Upcoming Security Events

• Dec. 16. Crafting a National Strategy for the Internet of Things. 9 a.m. ET. Rayburn House Office Building, 45 Independence Ave. Southwest, Room 2237, Washington, D.C. Free.
• Dec. 17. Cyberattacks Happen Every Day. Are You Prepared to Stop One? 2 p.m. ET. Webinar sponsored by Cyberark. Free with registration.

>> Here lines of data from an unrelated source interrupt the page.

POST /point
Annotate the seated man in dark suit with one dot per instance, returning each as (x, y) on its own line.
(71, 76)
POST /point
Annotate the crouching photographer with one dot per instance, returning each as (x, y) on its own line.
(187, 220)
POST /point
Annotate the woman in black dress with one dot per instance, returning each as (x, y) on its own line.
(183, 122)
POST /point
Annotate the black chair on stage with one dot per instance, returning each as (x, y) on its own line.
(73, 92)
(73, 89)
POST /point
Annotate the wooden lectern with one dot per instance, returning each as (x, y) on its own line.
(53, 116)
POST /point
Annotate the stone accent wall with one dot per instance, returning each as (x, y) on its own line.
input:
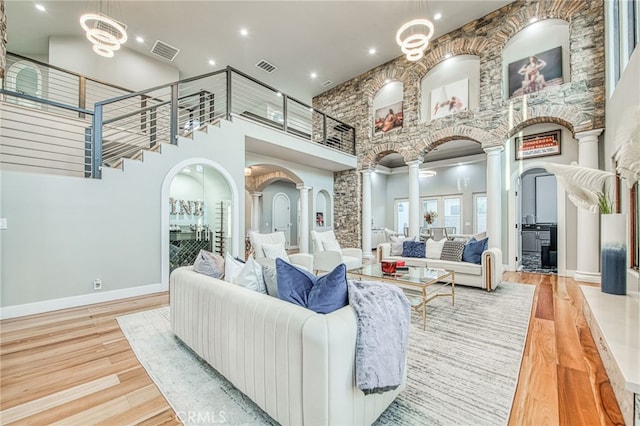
(347, 208)
(3, 39)
(577, 105)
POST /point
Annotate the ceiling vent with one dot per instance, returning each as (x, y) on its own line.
(266, 66)
(164, 50)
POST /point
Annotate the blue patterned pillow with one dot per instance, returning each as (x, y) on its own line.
(473, 250)
(413, 248)
(323, 294)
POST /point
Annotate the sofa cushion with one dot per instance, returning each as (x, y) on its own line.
(452, 250)
(473, 250)
(413, 248)
(248, 275)
(461, 268)
(273, 251)
(323, 294)
(209, 264)
(434, 248)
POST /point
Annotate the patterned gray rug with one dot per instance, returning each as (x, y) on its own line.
(462, 370)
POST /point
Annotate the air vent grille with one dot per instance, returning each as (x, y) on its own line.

• Jan. 16. B-Sides New York City. John Jay College of Criminal Justice, 524 West 59th St., New York. Free.
• Jan. 18. B-Sides Columbus. Doctors Hospital West, 5100 W Broad St., Columbus, Ohio. Registration: $25.
• Jan. 22. B-Sides Lagos. Sheraton Hotels, 30 Mobolaji Bank Anthony Way, Airport Road, Ikeja, Lagos, Nigeria. Free.
• Feb. 5-6. B-Sides Huntsville. Dynetics, 1004 Explorer Blvd., Huntsville, Alabama. Free.
• March 18. Gartner Identity and Access Management Summit. London, UK. Registration: before Jan 23, 2,225 euros plus VAT; after Jan. 22, 2,550 euros plus VAT; public sector. $1,950 plus VAT.
• June 13-16. Gartner Security & Risk Management Summit. Gaylord National Resort & Convention Center, 201 Waterfront St., National Harbor, Maryland. Registration: before April 16, $2,950; after April 15, $3,150; public sector, $2,595.